The fallacy of life on Mars

Mars image mosaic from the Viking 1 orbiter
In a previous post I discussed the fallacy of the invisible cat, where the cause was the confusion between a sufficient and a necessary condition, as indicated by the following table:

Correct deduction:
Necessary condition
Fallacious deduction:
Sufficient condition
B is true only if A is true.
B is true.
Therefore A is true.
B is true if A is true.
B is true.
Therefore A is true.

There is another very similar fallacy, which also consists of confusing necessary and sufficient conditions, but in reverse. In this case, the right and wrong syllogisms are indicated by the following table:

Correct deduction:
Sufficient condition
Fallacious deduction:
Necessary condition
B is true if A is true.
A is true.
Therefore B is true.
B is true only if A is true.
A is true.
Therefore B is true.

Let us look at one example of this fallacy, applicable to the existence of life in Mars:
Water is necessary for the existence of life.
There is water on Mars.
Therefore there is life on Mars.
The media tend to hype whenever there is talk about the possible existence of life on Mars.

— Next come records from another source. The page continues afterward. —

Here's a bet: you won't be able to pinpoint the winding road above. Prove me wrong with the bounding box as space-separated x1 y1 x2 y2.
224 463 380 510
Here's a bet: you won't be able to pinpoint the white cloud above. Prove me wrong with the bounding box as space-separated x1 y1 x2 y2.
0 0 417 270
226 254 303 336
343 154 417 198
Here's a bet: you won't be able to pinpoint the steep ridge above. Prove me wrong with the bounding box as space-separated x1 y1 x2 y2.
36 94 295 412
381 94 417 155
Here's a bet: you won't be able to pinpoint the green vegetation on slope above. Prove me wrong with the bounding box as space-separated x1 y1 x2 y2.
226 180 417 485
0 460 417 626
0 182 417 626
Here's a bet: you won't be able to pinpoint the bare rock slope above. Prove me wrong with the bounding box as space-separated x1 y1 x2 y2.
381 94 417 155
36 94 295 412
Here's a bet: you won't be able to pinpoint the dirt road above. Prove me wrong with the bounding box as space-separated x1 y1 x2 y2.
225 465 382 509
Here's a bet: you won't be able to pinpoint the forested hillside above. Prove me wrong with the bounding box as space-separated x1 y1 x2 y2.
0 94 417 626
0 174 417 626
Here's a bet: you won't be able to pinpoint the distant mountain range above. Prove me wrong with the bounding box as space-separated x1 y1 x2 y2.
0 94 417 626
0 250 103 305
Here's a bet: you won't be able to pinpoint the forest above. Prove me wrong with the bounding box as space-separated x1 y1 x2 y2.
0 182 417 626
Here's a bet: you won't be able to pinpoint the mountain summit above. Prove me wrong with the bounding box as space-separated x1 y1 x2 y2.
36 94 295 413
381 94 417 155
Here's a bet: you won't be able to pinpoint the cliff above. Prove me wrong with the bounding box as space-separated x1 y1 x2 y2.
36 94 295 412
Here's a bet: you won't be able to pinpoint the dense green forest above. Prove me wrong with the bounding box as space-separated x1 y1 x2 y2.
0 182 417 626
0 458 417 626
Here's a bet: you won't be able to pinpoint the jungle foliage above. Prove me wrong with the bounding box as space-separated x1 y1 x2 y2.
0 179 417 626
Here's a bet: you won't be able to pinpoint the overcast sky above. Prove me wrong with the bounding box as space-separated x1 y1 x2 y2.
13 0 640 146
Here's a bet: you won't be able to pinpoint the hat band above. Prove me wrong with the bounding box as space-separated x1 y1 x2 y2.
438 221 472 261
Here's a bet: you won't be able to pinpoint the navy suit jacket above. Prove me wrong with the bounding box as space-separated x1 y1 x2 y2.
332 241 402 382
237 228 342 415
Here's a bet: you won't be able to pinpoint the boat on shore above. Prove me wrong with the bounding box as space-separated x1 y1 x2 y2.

After a discovery suggesting the past existence of abundant liquid water on Mars, they automatically extrapolate to the existence of life, applying the above deduction. As we have seen, this is fallacious.
What is the situation about the current possible existence of life on Mars?
Artistic rendering of a Viking Lander on Mars

On July 20, 1976, on the seventh anniversary of the first landing on the moon, the capsule Viking 1 landed on Mars, followed a few months later by its twin, Viking 2, which landed on the other side of the planet. The two capsules were scheduled to perform three experiments in search of life. Two of them gave negative results, the third tested positive. However, NASA concluded that there is no life at present in the Martian areas analyzed. Why?

  •           In the positive experiment, Martian soil was added to a terrestrial culture consisting of sugars and amino acids containing radioactive carbon. If there were microscopic life on Mars and it were able to take advantage of these substances in its metabolism, radioactive carbon dioxide should be emitted and identified by detectors. Indeed, it was detected, but NASA did not take it into account and came to a negative conclusion.
  •         NASA's decision was correct. If the positive result would have brought them to the conclusion that there is life on Mars, they would have been applying the fallacy of the invisible cat with the following deduction:
  • If there is life on Mars, the result will be positive.
    The result was positive.
    Therefore there is life on Mars.
    The problem is that the existence of life was a sufficient, but not necessary condition, for the culture to emit radioactive carbon dioxide. NASA acted properly and did not fall into the fallacy, because it gave priority to the negative results of the other two experiments.
  •        The dubious experiment could have been designed in a different way. Instead of a culture, two would have been prepared, one provided with dextro-rotating sugars and levo-rotating amino acids; the other with levo-rotating sugars and dextro-rotating amino acids. If the amount of radioactive carbon dioxide had been different between the two cultures, this fact would have been a strong evidence for the existence of life on Mars, since most non biotic processes that could lead to the production of CO2 would be eliminated, as only life (at least terrestrial life) distinguishes the chirality of its components. In fact, this design was proposed, but rejected because of budget problems.
It is curious that twenty years later NASA fell in the fallacy of the invisible cat, when in 1996 they announced the discovery of life on Mars after the detection of possible microscopic fossils in a meteorite originated in Mars found in Antarctica. The conclusion was reversed when it was noted that life was a sufficient, but not necessary condition for the supposed fossils.